How to keep the stress at bay
According to psychologists, the Covid-19 global outbreak has pushed people into the ‘fear’ zone of the three psychological zones: fear, learning and growth. “When we are in the fear zone we keep thinking negatively, we are constantly feeding our fear, but when we are in the learning zone we acknowledge our fear and work around what we can control and give up on the stress; in the growth zone we try to help with what we can,” says Manandhar. “And that is where we want to go ideally towards, but that transition is difficult because first, you need to realise you have a problem.”
But once you are hit with that realisation that you need to get out of the fear zone, you can help yourself and others, says Manandhar. “There are tricks and techniques and some exercises,” she says.
Distraction is key
The first thing on her list is to stay away from the object or subject of stress. “If you are looking at news of the virus, focus also on the source of information. Pay more attention to the positive outlook of life. Spend time doing things you like, and socialise with people over phone calls. Remember we are just avoiding physical distance not mental distance,” she says.
Deep breaths really help
According to Manandhar, deep breathing exercises also help ease our body’s stress. “Whenever you feel panicky or scared, taking deep breaths always help as it relaxes us,” says Manandhar. Many people are also practising mindful meditation, and yoga which help the body relax and the mind compose itself says Manandhar. “Meditation trains our mind and helps us to become more aware. But what could also work is music therapy,” says Manandhar.
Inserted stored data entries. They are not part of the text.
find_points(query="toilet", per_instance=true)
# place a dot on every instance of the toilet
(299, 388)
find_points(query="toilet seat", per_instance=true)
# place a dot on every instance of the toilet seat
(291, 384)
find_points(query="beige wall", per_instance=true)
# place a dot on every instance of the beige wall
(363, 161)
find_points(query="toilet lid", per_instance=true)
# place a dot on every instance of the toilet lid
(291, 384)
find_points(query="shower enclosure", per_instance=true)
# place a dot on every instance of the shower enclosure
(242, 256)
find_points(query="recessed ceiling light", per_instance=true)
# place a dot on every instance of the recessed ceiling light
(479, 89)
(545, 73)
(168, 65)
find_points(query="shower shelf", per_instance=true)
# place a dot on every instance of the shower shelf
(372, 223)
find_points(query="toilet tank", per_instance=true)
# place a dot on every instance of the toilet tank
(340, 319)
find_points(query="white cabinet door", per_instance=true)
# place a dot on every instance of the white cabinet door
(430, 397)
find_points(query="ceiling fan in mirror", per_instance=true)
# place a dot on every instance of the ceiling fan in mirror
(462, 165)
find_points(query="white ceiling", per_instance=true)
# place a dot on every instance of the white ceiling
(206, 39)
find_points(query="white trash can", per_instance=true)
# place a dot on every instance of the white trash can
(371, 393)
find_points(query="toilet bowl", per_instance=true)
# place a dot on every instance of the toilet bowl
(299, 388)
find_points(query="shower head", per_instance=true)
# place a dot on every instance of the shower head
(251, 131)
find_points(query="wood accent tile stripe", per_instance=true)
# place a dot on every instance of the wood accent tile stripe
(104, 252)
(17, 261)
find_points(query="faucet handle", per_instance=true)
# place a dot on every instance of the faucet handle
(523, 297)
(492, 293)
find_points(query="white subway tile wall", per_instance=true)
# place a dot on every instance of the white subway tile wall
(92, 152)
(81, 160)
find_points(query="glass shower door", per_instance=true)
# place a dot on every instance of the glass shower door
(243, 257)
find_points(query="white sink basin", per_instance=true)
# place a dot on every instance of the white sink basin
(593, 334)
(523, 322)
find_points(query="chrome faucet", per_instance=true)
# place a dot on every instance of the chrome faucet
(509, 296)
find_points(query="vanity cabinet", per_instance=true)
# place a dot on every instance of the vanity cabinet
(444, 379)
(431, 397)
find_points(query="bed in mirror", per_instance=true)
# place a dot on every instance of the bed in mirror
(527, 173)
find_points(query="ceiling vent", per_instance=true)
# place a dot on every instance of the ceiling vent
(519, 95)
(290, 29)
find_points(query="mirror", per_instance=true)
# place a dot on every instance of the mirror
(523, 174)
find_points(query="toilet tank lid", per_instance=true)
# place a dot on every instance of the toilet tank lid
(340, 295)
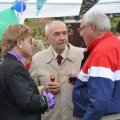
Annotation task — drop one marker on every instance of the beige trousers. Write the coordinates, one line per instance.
(108, 117)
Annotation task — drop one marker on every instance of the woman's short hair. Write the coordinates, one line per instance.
(12, 34)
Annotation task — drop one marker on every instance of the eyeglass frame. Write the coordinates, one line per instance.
(80, 29)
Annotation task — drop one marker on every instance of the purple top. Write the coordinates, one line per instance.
(17, 56)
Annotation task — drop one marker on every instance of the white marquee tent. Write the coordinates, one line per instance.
(59, 8)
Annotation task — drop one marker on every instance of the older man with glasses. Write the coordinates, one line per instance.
(96, 90)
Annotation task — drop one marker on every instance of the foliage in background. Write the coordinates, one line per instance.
(38, 25)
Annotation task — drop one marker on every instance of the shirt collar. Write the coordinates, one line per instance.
(64, 53)
(17, 56)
But if people are feeling severe difficulty with depressive feelings, clinical psychological counselling is necessary, say psychologists. “Our body has a way of telling us that we are not doing well, and if you are having problems sleeping and even thinking properly in extremity and losing a good appetite, you need to seek psychological counselling,” says Manandhar.
More importantly, if one is having difficulty expressing themselves and socialising with people even when practicing their own mechanisms to get rid of the stress, says Gautam. Both Manandhar and Gautam are providing tele counselling to many people from across the country to help them cope with their reality and work on their fear and stress since the lockdown. Many organisations like Counselors Alliance for Psychological Support and Counseling Nepal, Crystal Counseling and Psychotherapy and Training Center, TPO Nepal, TSOP Nepal and many other organisations have also been offering people tele counselling.
Accept the fear, and let it go
“It’s natural for everyone to feel overwhelmed in this pandemic, while many people could be dealing with it more easily than others, it doesn’t mean that those who live in fear can not get over their insecurities,” says Gautam. “It’s necessary for people to understand that everyone has the potential of working their way out of this fear and stress. And different people have different ways of handling fear.”